“Love is a place
& through this place of
love move
(with brightness of peace)
all places
YES is a world
& in this world of yes live
(skillfully curled)
all worlds”
– E.E. Cummings –
Yesterday was a Yes day. It was also a historic day in Australia. 79.5% of Australians took part in a non-binding plebiscite to vote about marriage equality – “Can same-sex couples tie the knot?” 61.6% said Yes – providing the government with a clear and decisive mandate to pave the way for full inclusion.
I watched the moment the results were read over and over again. I cried with my friends. The joy was palpable. The various gathering places were awash with rainbow colours and ecstatic and relieved faces. It has been a very long journey that has taken its toll on many. I thought of some of my friends who are no longer with us and who would have loved to have seen this day … this day when a nation said Yes.
There were also people who were bitterly disappointed. Amidst my social media feed people called it a ‘very sad day’, lamenting that only a few are still standing for ‘traditional’ marriage, and there were ominous warnings of doom. Others were more gracious, acknowledging that Australia has spoken and were determined to work together in the future.
I watched some of the faces of people responding to the news closely. People that have had to stay strong, keep a measured tone, even when it was their families and their children who were dragged through the mud in what often became a hostile and ugly debate. Yes broke the most stoic demeanour. Yes has power. Yes opens doors. Yes puts out a Welcome sign and means it. There is magic in yes.
We can all identify with the power of Yes. We feel it when we walk into a room not knowing anyone and we look for that Yes face, the person who will welcome us and acknowledge us. Yes is a finely crafted key that unlocks doors. Yes is the bulldozer that crushes fear. Yes speaks of new opportunities and possibilities. For LGBTIQ people in Australia, Yes has paved the way to equality, inclusion and acceptance.
Yes is the language of the Divine.
As Sally Douglas of Richmond Uniting Church wrote so beautifully,
“The scandalous heart of Christianity is not about sexuality or about hetero-normative relationships. It is about the conviction that in the person of Jesus we glimpse the Divine. And that in this Jesus, as sacred text tells it again and again, we discover the Divine who is outrageously including, forgiving and self-giving. In Jesus, we are confronted with the humble Holy One who heals and nourishes and who continues to challenge all people in the Divine’s self-same compassion dynamic, that cannot be contained or diminished, even by all our violence and death dealing.”

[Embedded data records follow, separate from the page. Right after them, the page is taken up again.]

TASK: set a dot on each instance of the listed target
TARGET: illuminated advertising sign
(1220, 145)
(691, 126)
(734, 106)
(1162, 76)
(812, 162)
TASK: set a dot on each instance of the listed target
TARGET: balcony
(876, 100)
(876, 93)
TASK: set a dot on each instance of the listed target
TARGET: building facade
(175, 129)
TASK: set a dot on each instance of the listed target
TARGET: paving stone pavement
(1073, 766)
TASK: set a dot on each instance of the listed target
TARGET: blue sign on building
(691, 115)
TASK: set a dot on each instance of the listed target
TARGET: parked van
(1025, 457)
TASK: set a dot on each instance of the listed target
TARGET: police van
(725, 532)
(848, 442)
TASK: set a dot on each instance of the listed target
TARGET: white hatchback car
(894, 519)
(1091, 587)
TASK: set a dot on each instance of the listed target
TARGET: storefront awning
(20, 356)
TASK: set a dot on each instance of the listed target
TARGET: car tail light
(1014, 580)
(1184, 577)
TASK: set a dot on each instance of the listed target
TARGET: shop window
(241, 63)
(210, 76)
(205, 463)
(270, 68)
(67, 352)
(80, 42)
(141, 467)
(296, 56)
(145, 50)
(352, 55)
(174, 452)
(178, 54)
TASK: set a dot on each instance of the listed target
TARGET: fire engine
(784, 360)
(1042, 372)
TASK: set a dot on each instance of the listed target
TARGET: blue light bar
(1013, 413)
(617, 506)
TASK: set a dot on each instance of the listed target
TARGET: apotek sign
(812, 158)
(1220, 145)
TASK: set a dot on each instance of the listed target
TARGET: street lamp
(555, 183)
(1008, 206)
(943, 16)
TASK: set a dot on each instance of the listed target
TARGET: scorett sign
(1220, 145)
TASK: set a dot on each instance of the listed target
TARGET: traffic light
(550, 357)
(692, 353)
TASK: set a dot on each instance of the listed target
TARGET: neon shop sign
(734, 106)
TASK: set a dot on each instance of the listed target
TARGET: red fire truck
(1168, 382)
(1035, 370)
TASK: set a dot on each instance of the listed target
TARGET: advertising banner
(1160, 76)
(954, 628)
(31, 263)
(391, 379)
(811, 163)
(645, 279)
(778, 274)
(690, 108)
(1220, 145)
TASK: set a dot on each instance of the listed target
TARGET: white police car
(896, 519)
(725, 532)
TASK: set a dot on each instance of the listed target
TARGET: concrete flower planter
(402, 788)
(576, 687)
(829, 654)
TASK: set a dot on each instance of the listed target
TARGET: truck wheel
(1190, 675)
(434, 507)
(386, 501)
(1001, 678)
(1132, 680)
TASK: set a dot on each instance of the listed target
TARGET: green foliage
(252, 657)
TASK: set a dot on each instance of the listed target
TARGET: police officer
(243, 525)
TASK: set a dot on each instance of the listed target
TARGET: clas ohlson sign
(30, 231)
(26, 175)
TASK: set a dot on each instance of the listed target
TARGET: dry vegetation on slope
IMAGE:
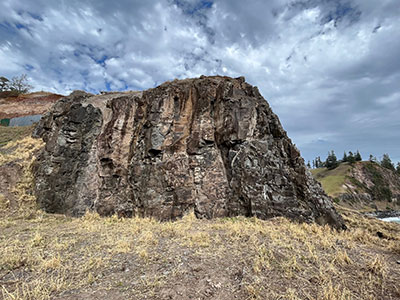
(47, 256)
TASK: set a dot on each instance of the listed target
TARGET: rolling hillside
(361, 184)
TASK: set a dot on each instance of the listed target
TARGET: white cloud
(330, 69)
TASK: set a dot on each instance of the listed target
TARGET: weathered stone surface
(210, 144)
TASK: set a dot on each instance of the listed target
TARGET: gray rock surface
(211, 145)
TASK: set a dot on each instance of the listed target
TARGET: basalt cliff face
(210, 145)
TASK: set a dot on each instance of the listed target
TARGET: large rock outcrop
(210, 144)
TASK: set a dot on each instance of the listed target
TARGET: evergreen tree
(4, 84)
(386, 162)
(350, 158)
(20, 84)
(344, 159)
(357, 157)
(331, 161)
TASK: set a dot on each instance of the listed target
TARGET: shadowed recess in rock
(211, 145)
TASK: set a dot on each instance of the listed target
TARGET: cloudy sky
(330, 69)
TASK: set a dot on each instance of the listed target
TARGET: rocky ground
(47, 256)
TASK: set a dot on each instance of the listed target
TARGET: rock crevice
(211, 144)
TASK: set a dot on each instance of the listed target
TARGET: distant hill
(36, 103)
(361, 184)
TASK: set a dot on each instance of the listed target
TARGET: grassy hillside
(45, 256)
(332, 181)
(363, 184)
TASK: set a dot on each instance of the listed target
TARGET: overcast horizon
(329, 69)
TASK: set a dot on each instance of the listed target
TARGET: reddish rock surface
(211, 145)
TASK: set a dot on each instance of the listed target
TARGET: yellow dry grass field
(45, 256)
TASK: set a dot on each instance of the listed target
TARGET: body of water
(20, 121)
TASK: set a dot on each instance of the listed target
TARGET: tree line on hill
(17, 85)
(331, 162)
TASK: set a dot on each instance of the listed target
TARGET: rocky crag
(211, 145)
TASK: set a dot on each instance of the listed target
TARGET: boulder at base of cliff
(211, 145)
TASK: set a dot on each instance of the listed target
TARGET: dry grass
(56, 257)
(44, 256)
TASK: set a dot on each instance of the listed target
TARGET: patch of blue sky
(28, 67)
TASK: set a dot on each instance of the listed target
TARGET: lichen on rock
(211, 145)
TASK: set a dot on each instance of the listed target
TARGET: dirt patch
(57, 257)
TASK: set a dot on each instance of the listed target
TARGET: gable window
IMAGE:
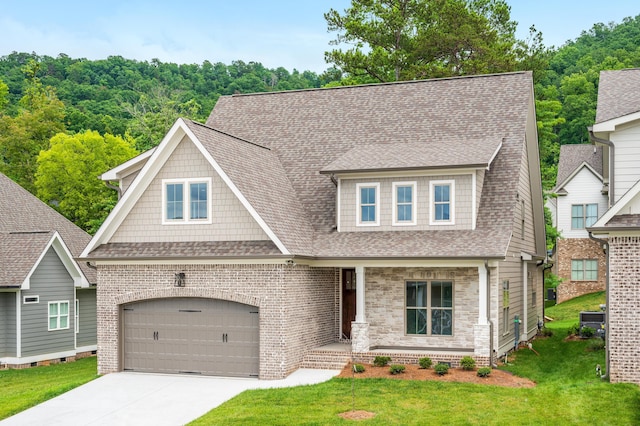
(442, 205)
(58, 315)
(583, 215)
(186, 201)
(367, 195)
(584, 270)
(404, 211)
(429, 308)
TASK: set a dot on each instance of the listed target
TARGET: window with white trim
(583, 215)
(404, 203)
(367, 195)
(58, 315)
(429, 307)
(584, 270)
(442, 197)
(186, 201)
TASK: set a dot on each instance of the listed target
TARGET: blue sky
(287, 33)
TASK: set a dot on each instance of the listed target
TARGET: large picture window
(58, 315)
(583, 215)
(584, 270)
(186, 201)
(429, 308)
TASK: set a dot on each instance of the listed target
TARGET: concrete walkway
(149, 399)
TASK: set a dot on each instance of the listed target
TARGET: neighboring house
(580, 262)
(402, 218)
(617, 130)
(47, 299)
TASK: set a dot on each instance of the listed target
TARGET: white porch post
(360, 327)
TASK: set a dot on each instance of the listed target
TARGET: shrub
(381, 361)
(484, 371)
(425, 362)
(396, 369)
(587, 332)
(441, 368)
(595, 345)
(467, 363)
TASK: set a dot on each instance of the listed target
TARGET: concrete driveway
(149, 399)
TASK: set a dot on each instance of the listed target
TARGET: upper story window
(368, 204)
(404, 210)
(442, 202)
(583, 215)
(186, 201)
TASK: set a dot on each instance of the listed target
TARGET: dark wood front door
(348, 301)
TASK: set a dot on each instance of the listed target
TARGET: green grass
(568, 392)
(22, 389)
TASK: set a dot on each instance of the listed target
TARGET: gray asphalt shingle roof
(618, 94)
(25, 222)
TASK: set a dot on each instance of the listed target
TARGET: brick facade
(298, 305)
(624, 309)
(579, 248)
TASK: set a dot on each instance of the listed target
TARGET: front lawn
(22, 389)
(568, 391)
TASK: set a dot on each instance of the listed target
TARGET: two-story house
(47, 299)
(580, 261)
(401, 218)
(617, 130)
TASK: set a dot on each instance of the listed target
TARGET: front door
(348, 301)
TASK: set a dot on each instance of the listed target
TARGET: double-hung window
(404, 202)
(442, 195)
(368, 201)
(186, 201)
(429, 308)
(584, 270)
(58, 315)
(583, 215)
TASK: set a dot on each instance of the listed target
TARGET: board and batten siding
(462, 203)
(86, 335)
(627, 157)
(8, 324)
(51, 282)
(584, 188)
(230, 219)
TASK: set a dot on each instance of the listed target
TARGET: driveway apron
(149, 399)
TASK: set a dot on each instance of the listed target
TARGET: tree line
(102, 112)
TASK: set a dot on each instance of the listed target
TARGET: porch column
(360, 327)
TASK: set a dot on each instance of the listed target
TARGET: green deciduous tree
(67, 175)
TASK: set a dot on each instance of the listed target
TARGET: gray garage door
(191, 335)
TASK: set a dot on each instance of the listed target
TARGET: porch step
(326, 360)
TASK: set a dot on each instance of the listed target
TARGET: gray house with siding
(306, 227)
(47, 299)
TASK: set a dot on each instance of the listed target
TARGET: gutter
(612, 147)
(605, 246)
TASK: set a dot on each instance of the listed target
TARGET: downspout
(605, 246)
(612, 148)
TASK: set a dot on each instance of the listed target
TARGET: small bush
(396, 369)
(425, 362)
(595, 345)
(381, 361)
(467, 363)
(441, 368)
(484, 371)
(587, 332)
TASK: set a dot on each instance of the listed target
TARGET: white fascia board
(128, 167)
(243, 200)
(65, 256)
(617, 207)
(610, 125)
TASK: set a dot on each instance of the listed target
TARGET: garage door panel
(195, 335)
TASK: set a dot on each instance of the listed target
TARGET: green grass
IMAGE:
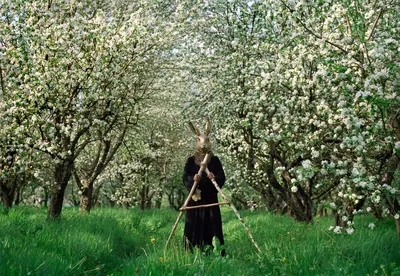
(117, 242)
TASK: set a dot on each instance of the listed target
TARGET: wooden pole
(235, 211)
(203, 206)
(203, 166)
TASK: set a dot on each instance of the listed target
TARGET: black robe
(202, 224)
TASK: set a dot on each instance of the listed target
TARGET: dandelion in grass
(337, 230)
(350, 231)
(371, 225)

Dear friend, have you ever considered the power of Yes? Perhaps you grew up in a No setting with deeply embedded No ideals. So when you hear Yes you automatically think it must be wrong, heretical or simply not for you? Perhaps it is time to consider and examine the No that you have taken as normative for your life?
Yesterday was Yes day. A Yes day that has, and will continue to change lives. May Yes change yours.
I wonder if sometimes we need to say NO. I’m not referring to the plebiscite on same sex marriage here. But the times we said to our children NO. Even within the congregation there are some occasions where the word NO may be appropriate. I agree about the love thing but sometimes the best love is tough love. Otherwise there are no guidelines, no defined pathways so that each does what is right in their sight.